As shown in FIGS. 2-3, the handle retainer 70 is aligned with a distal end portion of the elongate handle 20, distal from the fulcrum body 21 of the lever 18. The term ‘distal end portion’ refers to alignment with the end or to the final third, quarter or fifth of the length of the elongate handle 20 (length not including the radius of the fulcrum body 21)

To release the elongate handle 20 from the handle retainer 70, the user pushes (e.g., flexes) the catch 72 vertically with their finger, to separate the detent 74 from the elongate handle 20. The deflection surface of the catch 72 may function as the handle releaser by being sized to receive a user's fingertip.

This disengagement of the handle retainer 70 is sufficient to allow the urger of the drum axle 13 to pull the line 14 hard enough to rotate the tensioner 37 back to its home position, the back-rotation of the tensioner 37 causing rotation of the lever 19 back to its rest position. The tensioning line 10 is now slack which allows the user to separate the anchor 14 from the pallet 3 and retract the tensioning line 10.

It would be appreciated that a different type of handle retainer and/or handle releaser could be implemented than that shown, such as a manually operated latch arrangement.

The mesh drive linkage can also be varied. FIGS. 5A-5B illustrate example alternative implementations of a mesh drive linkage connecting different axes. Instead of a sprocket and a loop, the driver is a gear and the tensioner drive input is a gear. The driver gear meshes directly or indirectly with the tensioner drive input gear. In FIG. 5A, the driver gear is a bevel gear 18A and the tensioner drive input gear is a bevel gear 42A. In FIG. 5B, the driver gear is a worm drive 18B and the tensioner drive input gear is a worm wheel 42B.

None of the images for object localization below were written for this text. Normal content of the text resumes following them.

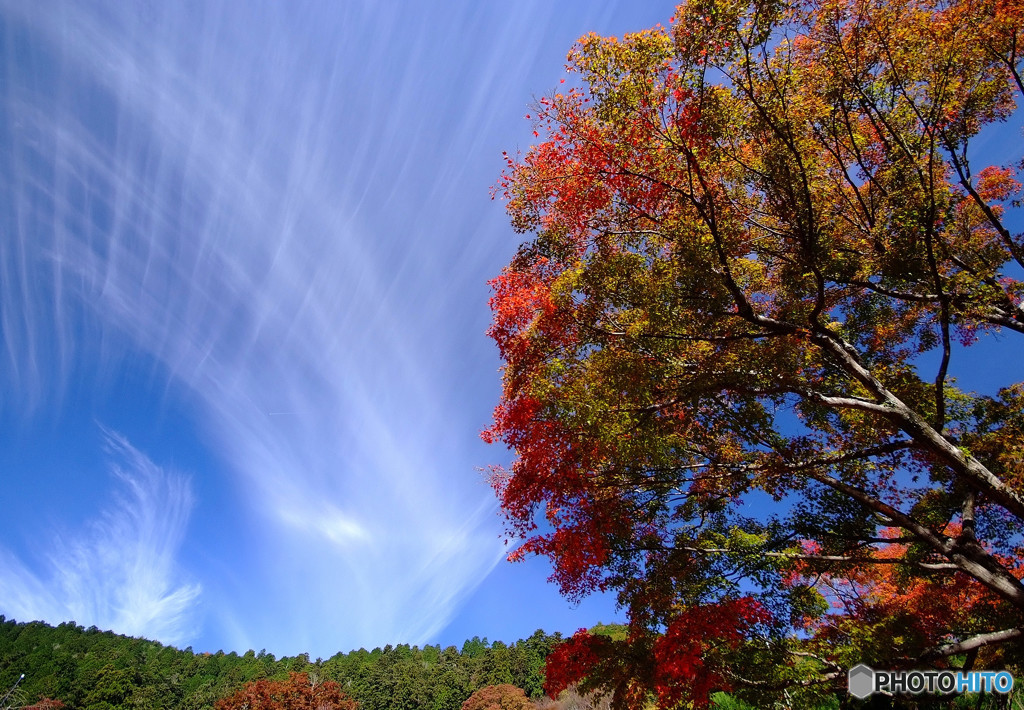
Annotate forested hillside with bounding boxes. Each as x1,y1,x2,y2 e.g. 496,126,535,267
0,616,562,709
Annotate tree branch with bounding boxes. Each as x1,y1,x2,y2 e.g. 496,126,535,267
807,327,1024,522
921,628,1024,660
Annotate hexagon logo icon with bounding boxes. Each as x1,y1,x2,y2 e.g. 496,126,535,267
848,664,874,699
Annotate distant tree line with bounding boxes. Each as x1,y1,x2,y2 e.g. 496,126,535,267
0,616,563,710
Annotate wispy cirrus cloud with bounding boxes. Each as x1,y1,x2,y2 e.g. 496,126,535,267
0,431,199,645
0,0,651,655
0,0,515,655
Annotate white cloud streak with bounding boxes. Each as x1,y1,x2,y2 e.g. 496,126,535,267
0,431,199,646
0,0,540,654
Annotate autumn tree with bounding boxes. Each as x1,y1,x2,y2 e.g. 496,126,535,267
460,684,533,710
21,700,66,710
214,672,358,710
486,0,1024,705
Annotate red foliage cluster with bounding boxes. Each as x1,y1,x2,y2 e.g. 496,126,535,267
650,598,769,707
545,599,768,709
543,630,607,699
790,527,1024,662
22,700,66,710
214,672,357,710
460,684,533,710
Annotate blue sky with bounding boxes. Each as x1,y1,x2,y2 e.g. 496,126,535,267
0,0,676,659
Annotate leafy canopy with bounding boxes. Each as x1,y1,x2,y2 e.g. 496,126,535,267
214,672,357,710
486,0,1024,705
460,684,533,710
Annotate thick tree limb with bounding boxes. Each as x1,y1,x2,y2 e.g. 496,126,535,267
921,628,1024,660
808,327,1024,522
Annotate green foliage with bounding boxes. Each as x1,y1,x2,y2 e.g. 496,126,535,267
0,616,561,710
586,625,626,643
82,664,135,709
708,693,757,709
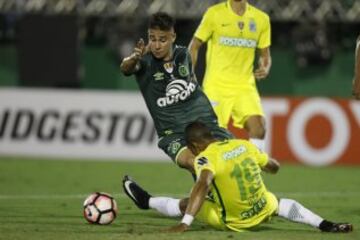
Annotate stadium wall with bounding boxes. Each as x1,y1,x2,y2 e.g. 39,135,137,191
0,88,359,166
0,45,355,98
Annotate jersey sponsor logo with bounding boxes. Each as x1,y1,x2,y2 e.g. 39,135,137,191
219,36,257,48
157,79,196,107
249,19,257,32
222,145,247,160
163,62,174,74
153,72,165,81
240,197,266,220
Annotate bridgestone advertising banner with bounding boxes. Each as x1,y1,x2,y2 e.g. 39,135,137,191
0,89,359,166
0,88,163,161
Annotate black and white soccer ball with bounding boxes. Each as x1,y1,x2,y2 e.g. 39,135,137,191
83,192,118,225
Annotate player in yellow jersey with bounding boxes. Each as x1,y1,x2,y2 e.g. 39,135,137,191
123,122,353,233
189,0,271,152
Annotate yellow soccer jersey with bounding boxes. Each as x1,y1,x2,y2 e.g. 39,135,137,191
195,0,271,89
194,139,270,229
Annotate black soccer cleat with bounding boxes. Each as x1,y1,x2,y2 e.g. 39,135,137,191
122,175,152,210
320,220,353,233
328,223,353,233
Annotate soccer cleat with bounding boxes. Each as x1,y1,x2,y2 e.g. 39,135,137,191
327,223,353,233
122,175,152,210
320,220,353,233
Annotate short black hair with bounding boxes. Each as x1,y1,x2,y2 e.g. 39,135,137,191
185,121,213,146
149,12,175,31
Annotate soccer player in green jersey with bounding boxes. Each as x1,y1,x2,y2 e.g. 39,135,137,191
353,35,360,100
123,122,353,233
120,12,232,173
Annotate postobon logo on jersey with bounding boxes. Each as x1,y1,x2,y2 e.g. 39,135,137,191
157,79,196,107
223,145,247,161
219,36,257,48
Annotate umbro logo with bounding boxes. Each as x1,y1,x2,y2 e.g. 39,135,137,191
153,72,164,81
221,23,231,27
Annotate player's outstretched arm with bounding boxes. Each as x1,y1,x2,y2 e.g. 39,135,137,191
254,47,272,80
164,169,213,233
120,38,147,75
262,157,280,174
188,37,204,72
352,35,360,100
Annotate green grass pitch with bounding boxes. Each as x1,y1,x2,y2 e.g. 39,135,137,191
0,157,359,240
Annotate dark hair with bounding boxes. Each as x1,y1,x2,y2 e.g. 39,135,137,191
149,12,175,31
185,121,213,146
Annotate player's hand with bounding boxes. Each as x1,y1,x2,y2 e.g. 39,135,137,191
131,38,148,61
254,67,269,80
162,223,189,233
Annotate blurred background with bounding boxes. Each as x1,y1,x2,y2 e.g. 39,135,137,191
0,0,359,166
0,0,359,93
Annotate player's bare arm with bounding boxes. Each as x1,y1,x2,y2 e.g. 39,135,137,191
254,47,272,80
165,169,213,233
120,38,147,75
188,37,204,71
352,35,360,100
261,157,280,174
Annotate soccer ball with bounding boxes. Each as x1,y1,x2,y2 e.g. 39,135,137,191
83,192,118,225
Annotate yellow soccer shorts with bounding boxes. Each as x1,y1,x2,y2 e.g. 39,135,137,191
204,84,264,129
196,199,227,230
196,191,278,232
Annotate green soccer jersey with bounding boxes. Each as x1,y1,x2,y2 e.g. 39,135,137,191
134,45,218,137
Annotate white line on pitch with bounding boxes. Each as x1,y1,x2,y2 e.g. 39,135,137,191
0,192,359,200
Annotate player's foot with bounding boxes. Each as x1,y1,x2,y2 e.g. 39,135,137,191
122,175,152,210
319,220,353,233
328,223,353,233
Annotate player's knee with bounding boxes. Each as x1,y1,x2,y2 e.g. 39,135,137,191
248,125,266,139
245,116,266,139
177,156,195,173
176,149,195,173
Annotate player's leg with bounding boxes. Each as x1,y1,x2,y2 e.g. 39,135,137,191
277,198,353,233
122,175,225,227
169,195,241,231
245,115,266,151
122,175,183,217
194,199,227,230
158,135,195,173
232,86,266,152
176,148,196,174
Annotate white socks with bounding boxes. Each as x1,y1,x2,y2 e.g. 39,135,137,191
250,138,265,152
149,197,182,217
278,198,323,228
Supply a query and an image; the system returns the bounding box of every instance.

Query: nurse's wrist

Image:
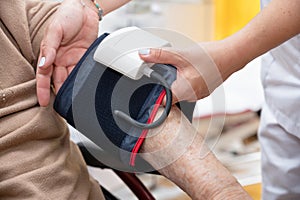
[202,38,244,83]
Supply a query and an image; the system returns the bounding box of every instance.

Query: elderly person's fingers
[36,22,62,106]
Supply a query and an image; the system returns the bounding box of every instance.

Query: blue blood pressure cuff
[53,33,195,172]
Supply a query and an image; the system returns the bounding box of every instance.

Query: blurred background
[99,0,260,41]
[99,0,264,115]
[69,0,264,199]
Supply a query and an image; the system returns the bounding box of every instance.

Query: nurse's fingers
[139,48,190,71]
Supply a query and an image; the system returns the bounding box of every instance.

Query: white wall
[99,0,214,41]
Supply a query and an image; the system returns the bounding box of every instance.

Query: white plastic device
[93,27,171,80]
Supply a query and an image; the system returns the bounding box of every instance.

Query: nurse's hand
[36,0,99,107]
[139,44,224,103]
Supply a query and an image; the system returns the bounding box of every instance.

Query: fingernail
[38,57,46,67]
[139,49,150,55]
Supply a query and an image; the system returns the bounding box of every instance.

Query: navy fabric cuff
[53,33,195,172]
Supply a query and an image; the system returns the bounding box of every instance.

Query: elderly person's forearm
[140,107,251,200]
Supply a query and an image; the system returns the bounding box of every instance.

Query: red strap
[130,90,166,166]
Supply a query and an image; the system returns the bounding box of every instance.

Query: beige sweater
[0,0,103,199]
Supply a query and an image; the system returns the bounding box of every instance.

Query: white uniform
[259,0,300,199]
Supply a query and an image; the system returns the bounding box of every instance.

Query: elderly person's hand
[36,0,99,107]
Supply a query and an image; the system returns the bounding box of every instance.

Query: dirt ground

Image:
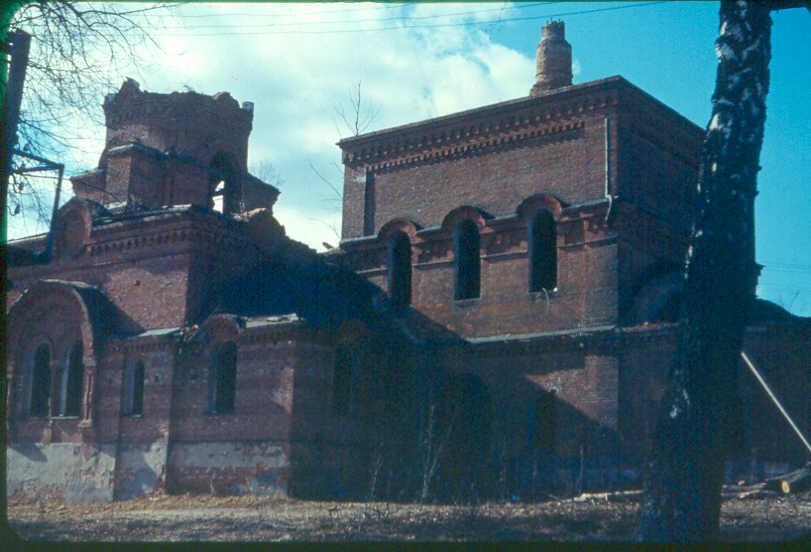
[6,491,811,542]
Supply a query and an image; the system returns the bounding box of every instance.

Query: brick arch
[7,281,101,421]
[625,271,684,326]
[516,193,565,221]
[199,313,243,345]
[440,205,491,233]
[52,197,92,260]
[377,217,420,242]
[8,280,98,367]
[197,315,243,416]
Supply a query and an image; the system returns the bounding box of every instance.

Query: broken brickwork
[7,22,810,504]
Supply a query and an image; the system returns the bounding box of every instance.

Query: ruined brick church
[7,23,810,503]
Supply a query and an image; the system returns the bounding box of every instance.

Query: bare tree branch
[5,2,173,228]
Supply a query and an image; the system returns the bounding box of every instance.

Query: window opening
[387,231,412,307]
[533,389,557,451]
[133,362,145,415]
[332,347,352,417]
[60,341,83,416]
[529,210,557,292]
[454,220,480,300]
[208,153,240,215]
[434,373,493,501]
[209,342,237,414]
[211,179,226,213]
[123,361,145,416]
[30,344,51,418]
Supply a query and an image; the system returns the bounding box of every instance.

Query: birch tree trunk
[636,0,773,541]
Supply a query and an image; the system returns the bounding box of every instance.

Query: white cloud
[10,3,537,249]
[273,204,341,251]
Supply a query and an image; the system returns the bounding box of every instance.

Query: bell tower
[71,79,276,215]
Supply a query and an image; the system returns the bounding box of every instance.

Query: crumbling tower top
[71,79,278,215]
[101,78,254,166]
[530,21,573,96]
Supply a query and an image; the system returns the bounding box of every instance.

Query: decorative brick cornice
[108,337,173,355]
[88,220,253,259]
[338,76,707,177]
[345,121,585,173]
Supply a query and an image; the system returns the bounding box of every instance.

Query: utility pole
[4,29,30,169]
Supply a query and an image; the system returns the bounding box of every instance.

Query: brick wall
[103,79,253,175]
[343,201,619,339]
[339,78,703,340]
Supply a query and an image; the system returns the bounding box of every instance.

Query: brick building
[6,22,810,503]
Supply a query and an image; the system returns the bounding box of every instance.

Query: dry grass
[7,491,811,542]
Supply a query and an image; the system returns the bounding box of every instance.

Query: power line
[159,3,549,30]
[164,2,666,37]
[168,1,413,19]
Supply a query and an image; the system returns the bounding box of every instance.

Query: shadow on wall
[7,442,48,462]
[287,333,626,504]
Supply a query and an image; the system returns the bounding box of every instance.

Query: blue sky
[8,2,810,315]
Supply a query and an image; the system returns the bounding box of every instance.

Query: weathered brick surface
[7,69,808,504]
[339,78,701,341]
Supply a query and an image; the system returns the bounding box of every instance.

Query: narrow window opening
[211,179,226,213]
[332,347,352,417]
[388,231,412,307]
[62,341,84,417]
[529,210,557,292]
[533,389,557,451]
[30,344,51,418]
[209,342,237,414]
[122,361,144,416]
[208,153,240,216]
[362,170,376,236]
[454,220,480,300]
[133,362,144,415]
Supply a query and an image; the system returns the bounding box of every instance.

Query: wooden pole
[740,351,811,455]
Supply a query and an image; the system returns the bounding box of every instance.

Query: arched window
[123,361,144,416]
[209,342,237,414]
[529,210,557,292]
[387,231,412,307]
[59,341,84,417]
[208,153,240,215]
[29,344,51,418]
[454,220,480,300]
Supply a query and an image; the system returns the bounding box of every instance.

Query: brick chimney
[530,21,572,96]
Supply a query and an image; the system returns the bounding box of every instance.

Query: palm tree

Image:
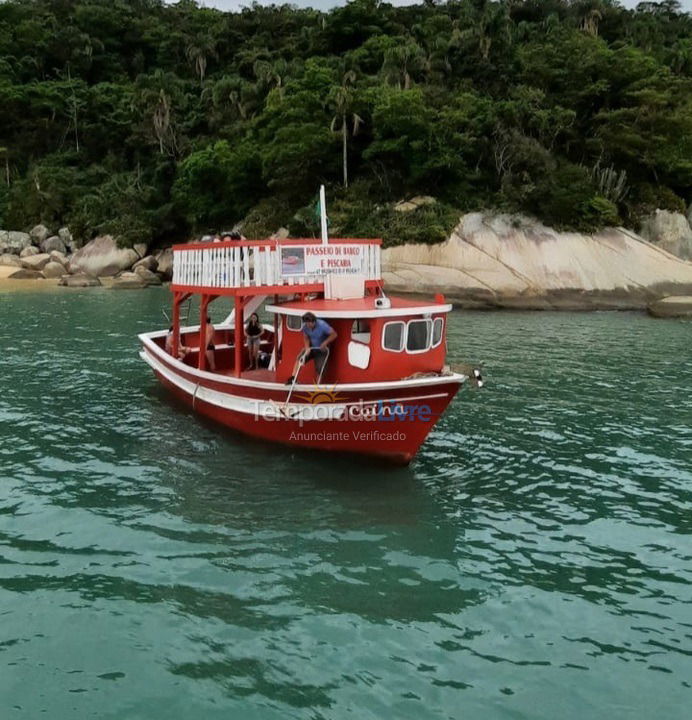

FIG. 5B differs from FIGS. 2-5A in that the interface for receiving actuation force is a recess 19B configured to receive a drive key of a tool (not shown). The illustrated recess 19B is a polygonal recess in a top end face of the worm drive 18B. The illustrated worm drive 18B is upstanding (rotatable about an upright/vertical axis), with tool access from the upper portion 7 of the lid 1. Alternatively, the worm drive 18B may be mounted laterally (rotatable about a lateral/horizontal axis), with tool access from an upstanding side 5 of the lid 1. The polygonal recess 19B is for receiving a polygonal drive key having a polygonal end profile. The tool may be an electric tool capable of rotating the drive key. The illustrated polygonal recess 19B is a hexagonal recess. Alternatively, the polygonal recess 19B can be another suitable shape, such as star-shaped. The drive key may be a hex drive key, a star shaped drive key, or any other suitable drive key.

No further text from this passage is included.